Услышанная новость, что мы наконец-то вышли к своим, что все невзгоды остались позади и что живы, несмотря на то что все эти одиннадцать дней смерть шла по пятам, наполнила сердце радостью. Кто-то плакал от счастья, кто-то целовал землю, кто-то пустился в пляс. А Аня Величко, медсестра, прикомандированная медчастью дивизии к нашему штабу, от радости плакала и смеялась одновременно. По ее сильно осунувшемуся лицу градом катились слезы, а глаза были полны счастья.
— Товарищ майор, Василий Митрофанович, радость-то [159] какая! Родненький, ведь к своим пришли! Кажется, снова на свет родилась, — весело тараторила она.

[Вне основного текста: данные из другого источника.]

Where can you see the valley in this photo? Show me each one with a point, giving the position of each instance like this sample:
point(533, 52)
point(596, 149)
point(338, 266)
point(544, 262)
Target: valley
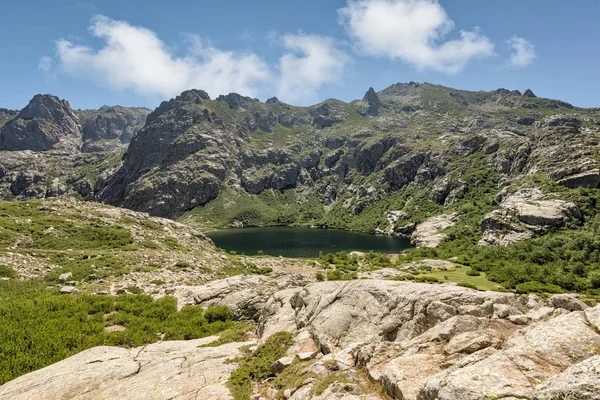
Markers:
point(394, 246)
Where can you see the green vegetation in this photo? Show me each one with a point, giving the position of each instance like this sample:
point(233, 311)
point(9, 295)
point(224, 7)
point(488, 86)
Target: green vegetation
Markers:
point(344, 266)
point(256, 367)
point(240, 332)
point(7, 272)
point(41, 327)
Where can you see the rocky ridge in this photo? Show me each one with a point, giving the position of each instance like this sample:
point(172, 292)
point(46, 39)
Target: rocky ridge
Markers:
point(417, 341)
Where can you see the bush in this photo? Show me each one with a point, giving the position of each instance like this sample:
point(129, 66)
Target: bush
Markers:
point(218, 313)
point(7, 272)
point(537, 287)
point(595, 279)
point(427, 279)
point(183, 264)
point(468, 285)
point(41, 327)
point(134, 290)
point(257, 366)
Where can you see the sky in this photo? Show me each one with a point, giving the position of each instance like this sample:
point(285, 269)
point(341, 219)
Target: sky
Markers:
point(139, 53)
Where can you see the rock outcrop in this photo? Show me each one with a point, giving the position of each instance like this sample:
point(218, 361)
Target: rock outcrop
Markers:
point(417, 341)
point(373, 103)
point(110, 128)
point(524, 213)
point(430, 232)
point(46, 123)
point(167, 370)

В другое время она ни за что бы не позволила такого фамильярного обращения с начальством, но теперь радость была слишком велика! Да и сердца начальства были наполнены чувством восхищения и благодарности к Ане, к ее подругам, в дивизии были десятки женщин, — медсестрам и врачам, писарям и машинисткам. Война — кровавый и невероятно тяжкий труд. Даже нам, мужчинам, людям, которых жизнь мяла и трепала, жилистым, живучим, выносливым, и то порой было невмоготу. А тут нежные девушки и женщины, которых бы лелеять и оберегать от всяких невзгод. Жизнь бросила их в самое пекло. Казалось, не выстоят. Но, наблюдая за женщинами в боевой обстановке, мы убеждались, что мужества, которое считалось привилегией мужчин, у них не меньше, чем у нашего брата.
Война была безжалостна и к женщинам. Погибли многие из них, даже такие, как Вера Керженевская.
А вот Аня Величко выжила в этом аду. Ну как тут не радоваться?!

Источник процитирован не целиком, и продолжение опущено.